Alright, the YAML spec is a dang mess, that I’ll grant you, but it seems pretty easy for my human eyes to read and write. As for JSON – seriously? That’s probably the easiest to parse human-readable structured data format there is!
My biggest gripe is that human eyes cannot in fact see invisible coding characters such as tabs and spaces. I cannot abide by python for the same reason.
Alright, the YAML spec is a dang mess, that I’ll grant you, but it seems pretty easy for my human eyes to read and write. As for JSON – seriously? That’s probably the easiest to parse human-readable structured data format there is!

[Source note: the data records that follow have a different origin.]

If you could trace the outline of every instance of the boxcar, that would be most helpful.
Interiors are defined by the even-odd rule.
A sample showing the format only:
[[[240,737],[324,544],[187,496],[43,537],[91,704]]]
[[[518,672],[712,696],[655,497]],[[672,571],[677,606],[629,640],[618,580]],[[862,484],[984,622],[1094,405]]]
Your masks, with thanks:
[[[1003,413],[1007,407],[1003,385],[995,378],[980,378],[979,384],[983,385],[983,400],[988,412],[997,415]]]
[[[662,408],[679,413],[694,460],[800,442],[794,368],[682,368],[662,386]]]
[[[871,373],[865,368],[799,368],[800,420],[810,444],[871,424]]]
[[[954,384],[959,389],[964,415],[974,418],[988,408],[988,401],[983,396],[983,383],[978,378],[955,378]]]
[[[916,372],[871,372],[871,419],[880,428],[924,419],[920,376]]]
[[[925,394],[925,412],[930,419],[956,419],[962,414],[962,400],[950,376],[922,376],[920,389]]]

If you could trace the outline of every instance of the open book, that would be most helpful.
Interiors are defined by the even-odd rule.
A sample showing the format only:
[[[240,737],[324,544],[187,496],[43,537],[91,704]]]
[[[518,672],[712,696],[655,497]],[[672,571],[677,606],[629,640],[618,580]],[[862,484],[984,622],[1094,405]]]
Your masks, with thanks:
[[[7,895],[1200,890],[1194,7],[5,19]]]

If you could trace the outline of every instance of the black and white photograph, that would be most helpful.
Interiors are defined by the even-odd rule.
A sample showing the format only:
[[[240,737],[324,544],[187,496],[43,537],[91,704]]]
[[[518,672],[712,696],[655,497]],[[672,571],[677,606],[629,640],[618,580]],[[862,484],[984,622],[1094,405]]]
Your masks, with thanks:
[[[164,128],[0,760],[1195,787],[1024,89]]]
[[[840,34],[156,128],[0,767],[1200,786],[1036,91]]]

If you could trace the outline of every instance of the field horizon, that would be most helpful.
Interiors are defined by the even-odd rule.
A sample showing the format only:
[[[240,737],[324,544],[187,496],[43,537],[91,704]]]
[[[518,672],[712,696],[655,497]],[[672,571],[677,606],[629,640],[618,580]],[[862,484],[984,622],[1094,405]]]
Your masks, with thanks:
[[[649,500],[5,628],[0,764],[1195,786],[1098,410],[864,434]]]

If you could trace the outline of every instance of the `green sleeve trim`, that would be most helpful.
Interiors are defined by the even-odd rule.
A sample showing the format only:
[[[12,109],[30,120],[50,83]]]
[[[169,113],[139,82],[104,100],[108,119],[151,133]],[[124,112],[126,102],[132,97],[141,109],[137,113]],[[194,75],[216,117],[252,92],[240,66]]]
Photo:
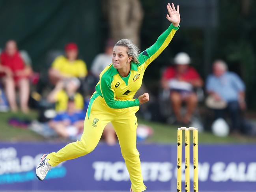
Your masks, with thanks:
[[[111,71],[106,71],[101,76],[100,86],[101,93],[107,104],[110,108],[114,109],[122,109],[134,107],[138,105],[138,100],[118,100],[116,99],[114,95],[114,90],[111,88],[111,82],[113,77],[111,76]]]
[[[135,103],[136,103],[136,106],[139,106],[140,101],[139,101],[138,99],[135,99]]]

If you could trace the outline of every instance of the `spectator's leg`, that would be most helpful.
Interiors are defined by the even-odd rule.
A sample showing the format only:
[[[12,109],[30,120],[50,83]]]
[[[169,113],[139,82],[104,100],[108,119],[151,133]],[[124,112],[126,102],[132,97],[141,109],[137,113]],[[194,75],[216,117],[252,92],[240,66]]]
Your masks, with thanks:
[[[188,123],[190,121],[194,111],[197,105],[197,96],[196,93],[193,93],[186,98],[185,101],[187,104],[187,111],[183,121],[185,123]]]
[[[69,137],[69,134],[67,131],[66,127],[63,123],[50,121],[49,122],[49,126],[51,128],[54,130],[58,135],[64,138],[68,138]]]
[[[21,108],[24,113],[28,112],[28,99],[29,98],[29,81],[28,79],[23,78],[19,81],[19,88],[21,102]]]
[[[103,131],[103,136],[106,142],[110,145],[114,145],[116,143],[116,134],[112,124],[108,123]]]
[[[172,91],[170,93],[171,102],[174,114],[177,121],[181,121],[182,118],[181,114],[182,99],[181,96],[179,93]]]
[[[18,108],[16,103],[15,93],[15,82],[11,77],[6,77],[4,79],[4,88],[11,110],[16,112]]]
[[[231,101],[228,104],[228,110],[231,118],[232,131],[237,132],[240,129],[241,117],[240,116],[240,106],[237,101]]]

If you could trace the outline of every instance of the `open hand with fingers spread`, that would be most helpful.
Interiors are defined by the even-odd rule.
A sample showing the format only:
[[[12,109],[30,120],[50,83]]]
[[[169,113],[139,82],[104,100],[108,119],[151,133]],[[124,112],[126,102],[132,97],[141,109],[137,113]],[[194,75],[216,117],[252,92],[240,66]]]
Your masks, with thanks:
[[[149,101],[149,96],[148,93],[146,93],[138,98],[140,101],[140,104],[143,104]]]
[[[172,24],[176,27],[178,27],[180,22],[180,16],[179,15],[179,7],[177,7],[177,11],[174,4],[172,4],[172,6],[168,3],[167,6],[167,10],[169,15],[166,15],[166,18],[169,21],[172,23]]]

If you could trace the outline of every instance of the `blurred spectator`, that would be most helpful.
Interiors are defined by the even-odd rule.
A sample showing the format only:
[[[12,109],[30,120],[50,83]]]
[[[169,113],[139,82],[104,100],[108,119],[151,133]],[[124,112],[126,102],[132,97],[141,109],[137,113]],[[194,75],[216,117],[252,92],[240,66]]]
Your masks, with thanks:
[[[112,63],[112,53],[114,45],[112,39],[108,39],[105,47],[105,52],[98,54],[94,58],[91,71],[95,76],[99,78],[99,74],[105,67]]]
[[[215,119],[225,119],[227,111],[231,119],[231,132],[237,132],[241,125],[241,110],[246,108],[245,86],[235,73],[228,71],[226,63],[221,60],[214,62],[213,74],[208,76],[206,88],[209,96],[206,104],[214,109]]]
[[[79,133],[82,132],[85,117],[84,112],[77,110],[74,98],[70,97],[67,111],[57,115],[49,125],[60,136],[76,140]]]
[[[49,78],[55,85],[60,80],[70,77],[84,78],[87,75],[86,65],[82,60],[77,59],[78,48],[75,43],[71,43],[65,47],[66,56],[57,57],[49,70]]]
[[[22,59],[16,42],[13,40],[6,43],[6,48],[1,54],[0,58],[0,75],[11,109],[14,112],[17,109],[15,99],[15,88],[17,87],[21,110],[27,112],[30,93],[28,78],[32,73],[29,62]]]
[[[84,99],[77,91],[80,86],[80,82],[77,78],[73,77],[59,81],[54,89],[50,93],[47,101],[55,103],[57,112],[63,112],[67,110],[69,98],[74,97],[76,110],[82,110],[84,108]]]
[[[170,99],[177,123],[189,124],[197,106],[198,98],[195,88],[201,87],[203,81],[194,68],[189,66],[189,56],[186,53],[178,54],[174,59],[175,66],[167,67],[162,77],[162,86],[170,90]],[[187,113],[181,114],[182,102],[187,104]]]

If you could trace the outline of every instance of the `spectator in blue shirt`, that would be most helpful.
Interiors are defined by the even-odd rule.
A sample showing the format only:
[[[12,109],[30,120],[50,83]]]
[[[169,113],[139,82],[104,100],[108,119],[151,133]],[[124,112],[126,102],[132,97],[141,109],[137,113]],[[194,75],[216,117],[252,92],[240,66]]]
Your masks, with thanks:
[[[215,109],[215,119],[224,119],[224,112],[227,111],[231,119],[230,130],[237,132],[242,122],[240,112],[246,108],[244,84],[237,74],[228,71],[223,61],[215,61],[213,70],[213,74],[207,78],[206,91],[215,101],[226,104],[223,109]]]
[[[69,97],[67,111],[59,114],[49,122],[49,126],[59,136],[71,139],[82,132],[85,113],[76,110],[73,97]]]

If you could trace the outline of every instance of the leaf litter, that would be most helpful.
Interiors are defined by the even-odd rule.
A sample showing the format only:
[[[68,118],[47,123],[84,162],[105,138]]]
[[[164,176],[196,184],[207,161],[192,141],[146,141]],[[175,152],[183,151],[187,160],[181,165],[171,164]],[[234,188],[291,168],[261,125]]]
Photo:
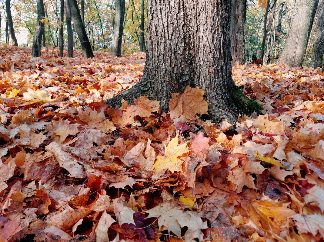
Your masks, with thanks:
[[[0,51],[1,241],[323,240],[319,69],[237,65],[263,114],[217,126],[190,87],[169,113],[145,96],[107,107],[143,53]]]

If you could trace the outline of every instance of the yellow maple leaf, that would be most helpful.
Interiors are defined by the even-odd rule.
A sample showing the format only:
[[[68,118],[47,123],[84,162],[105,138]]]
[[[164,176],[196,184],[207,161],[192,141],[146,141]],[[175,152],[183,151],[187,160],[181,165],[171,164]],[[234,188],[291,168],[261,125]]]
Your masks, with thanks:
[[[54,100],[51,98],[50,94],[49,95],[45,90],[35,91],[29,89],[28,92],[24,93],[24,99],[29,101],[31,99],[35,99],[43,102],[51,102]]]
[[[203,100],[205,92],[197,87],[190,86],[181,93],[171,93],[172,96],[168,104],[170,116],[175,119],[184,115],[189,120],[196,119],[196,114],[207,114],[209,104]]]
[[[265,157],[263,155],[260,154],[259,152],[255,153],[253,154],[253,156],[258,158],[260,161],[262,161],[267,163],[272,164],[273,165],[275,165],[279,166],[281,166],[282,167],[284,167],[283,164],[278,161],[276,161],[273,158],[271,158],[270,157]]]
[[[189,152],[186,144],[178,145],[178,136],[173,138],[165,147],[165,156],[156,156],[156,161],[153,165],[153,171],[158,172],[168,169],[173,173],[182,170],[183,161],[178,158]]]
[[[267,6],[267,3],[268,0],[259,0],[258,5],[260,6],[262,8],[265,8]]]

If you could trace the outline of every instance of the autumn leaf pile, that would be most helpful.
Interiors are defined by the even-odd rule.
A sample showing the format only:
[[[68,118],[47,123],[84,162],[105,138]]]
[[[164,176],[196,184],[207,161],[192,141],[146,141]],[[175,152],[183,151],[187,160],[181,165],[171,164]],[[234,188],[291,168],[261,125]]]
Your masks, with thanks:
[[[144,54],[0,52],[0,241],[323,241],[319,69],[236,66],[264,115],[216,126],[198,88],[106,106]]]

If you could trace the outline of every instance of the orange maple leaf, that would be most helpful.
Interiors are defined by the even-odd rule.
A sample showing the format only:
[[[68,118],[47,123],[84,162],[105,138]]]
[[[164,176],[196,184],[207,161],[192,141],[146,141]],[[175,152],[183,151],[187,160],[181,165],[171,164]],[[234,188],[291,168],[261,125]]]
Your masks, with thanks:
[[[209,104],[203,100],[205,92],[198,88],[191,88],[188,85],[182,94],[171,93],[170,116],[172,119],[184,115],[189,120],[196,119],[196,114],[206,114]]]

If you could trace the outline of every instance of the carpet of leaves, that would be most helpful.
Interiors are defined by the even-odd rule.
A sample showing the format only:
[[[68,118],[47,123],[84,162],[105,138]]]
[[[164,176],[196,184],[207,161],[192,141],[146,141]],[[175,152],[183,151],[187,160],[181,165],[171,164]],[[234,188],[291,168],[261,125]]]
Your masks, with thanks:
[[[323,241],[319,69],[236,66],[264,115],[216,126],[190,87],[106,106],[143,53],[42,51],[0,49],[0,241]]]

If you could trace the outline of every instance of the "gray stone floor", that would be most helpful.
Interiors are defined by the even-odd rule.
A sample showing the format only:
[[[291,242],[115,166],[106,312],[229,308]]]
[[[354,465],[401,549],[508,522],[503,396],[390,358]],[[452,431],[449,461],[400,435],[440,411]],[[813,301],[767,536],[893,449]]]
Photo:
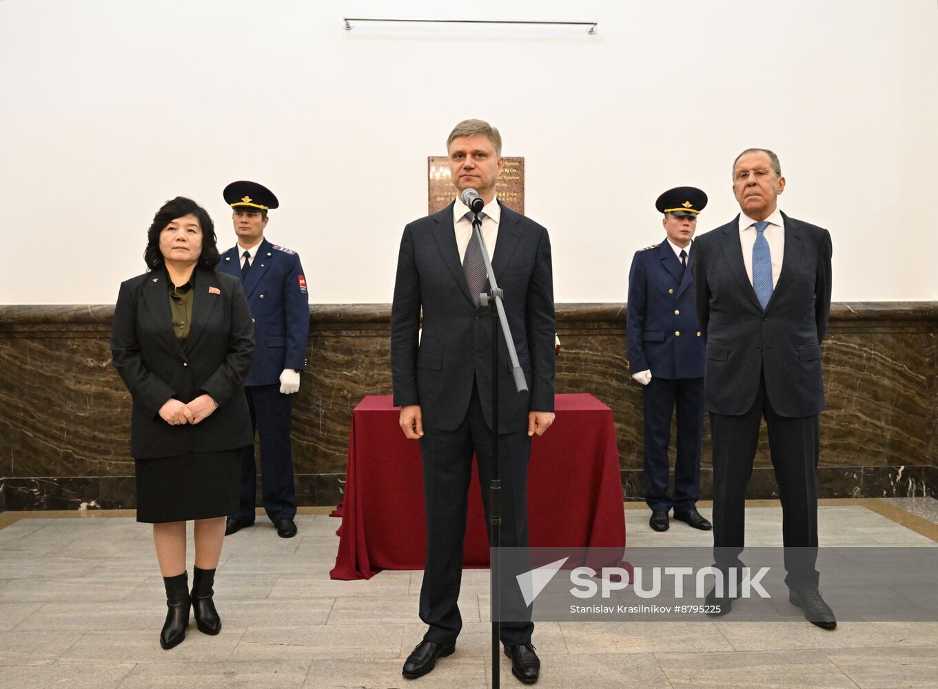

My biggest gripe is that human eyes cannot in fact see invisible coding characters such as tabs and spaces. I cannot abide by python for the same reason.
You can set those things to be visible in many editors. Its ugly tho
The language should just let me specify which character I want for that. I would use “>”.
That’d be an editor thing rather than a language thing, I would have thought. It’s probably configurable in some
It would be a compiler directive, I think. Or let me type “end if” and just disregard the coding indentation
Until you’re doing an online course in a simplistic web editor. Don’t ask me how I know 🥲
it is anything but easy to read if your entire file does not fit on a single screen.
What data format is easy to read if it fills more than the entire screen?
what kind of config file is short enough to fit on a single screen with line breaks?